[erlang-questions] Are binaries relocatable?
Sverker Eriksson
sverker.eriksson@REDACTED
Fri Aug 29 15:02:28 CEST 2014
On 08/28/2014 03:09 PM, Hynek Vychodil wrote:
> Hi all,
> I would like to know if binaries are relocatable. If I have binary parameter
>
> ErlNifBinary bin;
> if (!enif_inspect_binary(env, argv[0], &bin))
> return enif_make_badarg(env);
>
> I store binary in mine own environment
>
> ErlNifEnv *priv_env = enif_alloc_env();
> enif_make_copy(priv_env, argv[0]);
>
> Can I then rely on bin.data pointing into same memory until I free
> enif_free_env(priv_env) ?
No.
Your bin.data is refering to the original term argv[0] in 'env' which is
only valid until the NIF returns.
You must do enif_inspect_binary on the copy in order to get a safe
pointer that is valid until you do enif_free_env(priv_env).
> I'm asking because I would like to avoid copying
> and share data or even return it using enif_make_resource_binary to catch
> and
> count references.
Whether a copied binary share data with its original is implementation
dependent.
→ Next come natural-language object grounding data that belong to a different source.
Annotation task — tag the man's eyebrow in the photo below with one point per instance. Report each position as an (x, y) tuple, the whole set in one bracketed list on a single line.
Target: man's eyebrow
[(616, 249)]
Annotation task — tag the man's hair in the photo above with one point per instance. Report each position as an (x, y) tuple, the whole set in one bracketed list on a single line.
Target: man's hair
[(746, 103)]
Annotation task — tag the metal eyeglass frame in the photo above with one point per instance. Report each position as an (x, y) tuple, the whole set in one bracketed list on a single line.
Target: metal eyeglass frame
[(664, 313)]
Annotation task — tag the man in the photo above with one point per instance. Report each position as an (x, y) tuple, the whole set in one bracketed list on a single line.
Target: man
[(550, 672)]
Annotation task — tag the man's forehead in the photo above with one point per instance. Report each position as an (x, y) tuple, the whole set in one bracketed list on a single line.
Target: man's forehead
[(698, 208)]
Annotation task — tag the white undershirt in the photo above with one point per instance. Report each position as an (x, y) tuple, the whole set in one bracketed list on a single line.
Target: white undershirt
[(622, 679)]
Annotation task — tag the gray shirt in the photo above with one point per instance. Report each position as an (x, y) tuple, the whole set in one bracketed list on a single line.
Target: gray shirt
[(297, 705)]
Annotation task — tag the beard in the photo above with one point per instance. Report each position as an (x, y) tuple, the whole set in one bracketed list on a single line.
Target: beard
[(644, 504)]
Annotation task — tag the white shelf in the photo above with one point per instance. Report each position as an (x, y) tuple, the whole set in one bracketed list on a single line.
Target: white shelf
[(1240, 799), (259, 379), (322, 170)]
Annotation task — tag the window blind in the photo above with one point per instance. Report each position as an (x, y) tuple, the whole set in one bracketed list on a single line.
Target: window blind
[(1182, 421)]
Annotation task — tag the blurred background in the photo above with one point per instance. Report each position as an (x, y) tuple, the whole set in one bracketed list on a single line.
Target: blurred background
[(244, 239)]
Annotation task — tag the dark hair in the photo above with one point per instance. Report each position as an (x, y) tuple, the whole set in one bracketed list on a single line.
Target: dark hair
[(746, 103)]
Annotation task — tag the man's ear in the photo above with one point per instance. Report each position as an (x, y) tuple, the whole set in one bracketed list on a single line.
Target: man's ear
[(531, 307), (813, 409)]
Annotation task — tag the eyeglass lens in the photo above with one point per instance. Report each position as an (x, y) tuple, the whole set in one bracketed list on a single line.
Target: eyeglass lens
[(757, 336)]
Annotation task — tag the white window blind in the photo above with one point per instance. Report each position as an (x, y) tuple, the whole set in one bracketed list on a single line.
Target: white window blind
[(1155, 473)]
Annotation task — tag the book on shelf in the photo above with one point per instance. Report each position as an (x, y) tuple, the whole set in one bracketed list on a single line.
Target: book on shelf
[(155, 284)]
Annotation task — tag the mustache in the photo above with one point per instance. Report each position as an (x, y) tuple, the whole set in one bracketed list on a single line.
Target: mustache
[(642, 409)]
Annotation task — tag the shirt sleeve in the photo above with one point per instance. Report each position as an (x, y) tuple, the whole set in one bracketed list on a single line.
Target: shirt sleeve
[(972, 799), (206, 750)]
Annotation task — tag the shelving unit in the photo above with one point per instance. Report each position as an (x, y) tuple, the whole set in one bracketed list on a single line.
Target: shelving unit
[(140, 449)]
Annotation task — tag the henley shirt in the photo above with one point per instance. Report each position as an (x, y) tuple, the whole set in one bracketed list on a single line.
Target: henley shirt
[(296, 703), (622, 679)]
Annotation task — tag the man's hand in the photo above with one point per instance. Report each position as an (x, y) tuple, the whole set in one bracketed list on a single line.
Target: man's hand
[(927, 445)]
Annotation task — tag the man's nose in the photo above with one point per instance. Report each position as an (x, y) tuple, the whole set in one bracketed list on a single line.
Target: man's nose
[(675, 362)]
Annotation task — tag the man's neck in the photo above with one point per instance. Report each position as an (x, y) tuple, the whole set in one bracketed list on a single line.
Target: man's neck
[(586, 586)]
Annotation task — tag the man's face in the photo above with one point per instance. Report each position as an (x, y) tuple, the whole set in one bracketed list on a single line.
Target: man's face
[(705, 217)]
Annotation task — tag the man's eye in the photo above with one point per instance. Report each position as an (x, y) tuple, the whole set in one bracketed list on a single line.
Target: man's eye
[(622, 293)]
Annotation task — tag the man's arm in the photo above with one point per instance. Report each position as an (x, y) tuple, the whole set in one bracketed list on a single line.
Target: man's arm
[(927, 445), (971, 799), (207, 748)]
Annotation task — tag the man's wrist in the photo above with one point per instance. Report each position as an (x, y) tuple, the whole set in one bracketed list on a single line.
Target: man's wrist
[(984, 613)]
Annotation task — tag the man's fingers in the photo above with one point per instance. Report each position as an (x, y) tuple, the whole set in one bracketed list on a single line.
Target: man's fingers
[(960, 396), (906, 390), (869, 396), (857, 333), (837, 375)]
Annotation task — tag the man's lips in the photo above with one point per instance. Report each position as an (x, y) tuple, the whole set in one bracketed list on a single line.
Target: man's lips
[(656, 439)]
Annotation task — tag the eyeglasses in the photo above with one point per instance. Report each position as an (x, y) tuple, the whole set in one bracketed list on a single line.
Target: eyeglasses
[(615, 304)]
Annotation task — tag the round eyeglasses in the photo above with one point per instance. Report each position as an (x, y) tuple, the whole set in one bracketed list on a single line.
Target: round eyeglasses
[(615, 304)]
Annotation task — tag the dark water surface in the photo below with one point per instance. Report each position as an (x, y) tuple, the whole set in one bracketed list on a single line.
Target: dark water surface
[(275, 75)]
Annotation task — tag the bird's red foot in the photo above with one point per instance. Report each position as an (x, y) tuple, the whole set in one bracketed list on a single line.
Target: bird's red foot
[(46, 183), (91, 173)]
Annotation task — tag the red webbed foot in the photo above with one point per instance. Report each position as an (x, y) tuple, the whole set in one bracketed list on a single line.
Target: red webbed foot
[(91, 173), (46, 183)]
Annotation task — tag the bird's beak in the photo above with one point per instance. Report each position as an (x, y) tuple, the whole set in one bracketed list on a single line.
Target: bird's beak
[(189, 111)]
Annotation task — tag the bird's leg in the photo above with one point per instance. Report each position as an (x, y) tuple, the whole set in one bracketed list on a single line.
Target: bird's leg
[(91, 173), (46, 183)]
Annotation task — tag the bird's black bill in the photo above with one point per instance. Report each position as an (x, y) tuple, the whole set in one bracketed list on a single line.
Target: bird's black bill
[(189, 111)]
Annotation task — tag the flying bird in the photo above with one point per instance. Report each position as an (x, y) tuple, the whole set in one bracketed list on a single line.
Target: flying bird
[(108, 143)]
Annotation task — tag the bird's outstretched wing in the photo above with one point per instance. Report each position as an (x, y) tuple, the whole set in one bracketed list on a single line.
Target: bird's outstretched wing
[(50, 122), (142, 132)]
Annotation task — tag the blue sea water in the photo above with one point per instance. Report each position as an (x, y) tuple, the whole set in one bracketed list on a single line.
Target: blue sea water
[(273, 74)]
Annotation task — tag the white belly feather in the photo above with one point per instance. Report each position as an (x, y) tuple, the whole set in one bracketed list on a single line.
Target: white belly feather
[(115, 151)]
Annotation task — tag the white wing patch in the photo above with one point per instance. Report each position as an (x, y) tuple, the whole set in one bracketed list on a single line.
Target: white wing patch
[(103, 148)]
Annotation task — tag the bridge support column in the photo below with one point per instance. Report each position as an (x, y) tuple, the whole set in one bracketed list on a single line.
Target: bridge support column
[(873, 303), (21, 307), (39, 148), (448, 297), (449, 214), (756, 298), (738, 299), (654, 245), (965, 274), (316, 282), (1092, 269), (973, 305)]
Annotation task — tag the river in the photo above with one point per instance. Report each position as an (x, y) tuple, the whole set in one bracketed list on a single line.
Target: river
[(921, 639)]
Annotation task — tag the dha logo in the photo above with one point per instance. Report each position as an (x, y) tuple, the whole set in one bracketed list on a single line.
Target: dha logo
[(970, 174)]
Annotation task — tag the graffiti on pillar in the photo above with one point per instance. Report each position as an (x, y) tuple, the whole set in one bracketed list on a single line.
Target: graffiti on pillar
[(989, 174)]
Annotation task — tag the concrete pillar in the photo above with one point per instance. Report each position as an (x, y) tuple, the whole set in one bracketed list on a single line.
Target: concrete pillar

Today big binaries (>64 bytes) are shared
and small binaries are copied between environments.
> I have code which makes copy of binary data but when I switch to reference
> bin.data it hangs whole VM. I would like to know if I make some mistake in
> mine code and it should work or it is wrong idea at all.
>
>
There is a known bug when calling enif_make_copy after enif_inspect_binary
that can cause the binary to get reallocated and thus the bin.data
pointer to get invalid
before the NIF returns. To detect this bug, you can call
enif_inspect_binary(env,argv[0],&bin2)
after enif_make_copy and check if bin2.data != bin.data.
This bug has been lingering as I thought it was an exotic scenario
(apparently not) and I have
been a bit unsure how to fix it without ruin performance.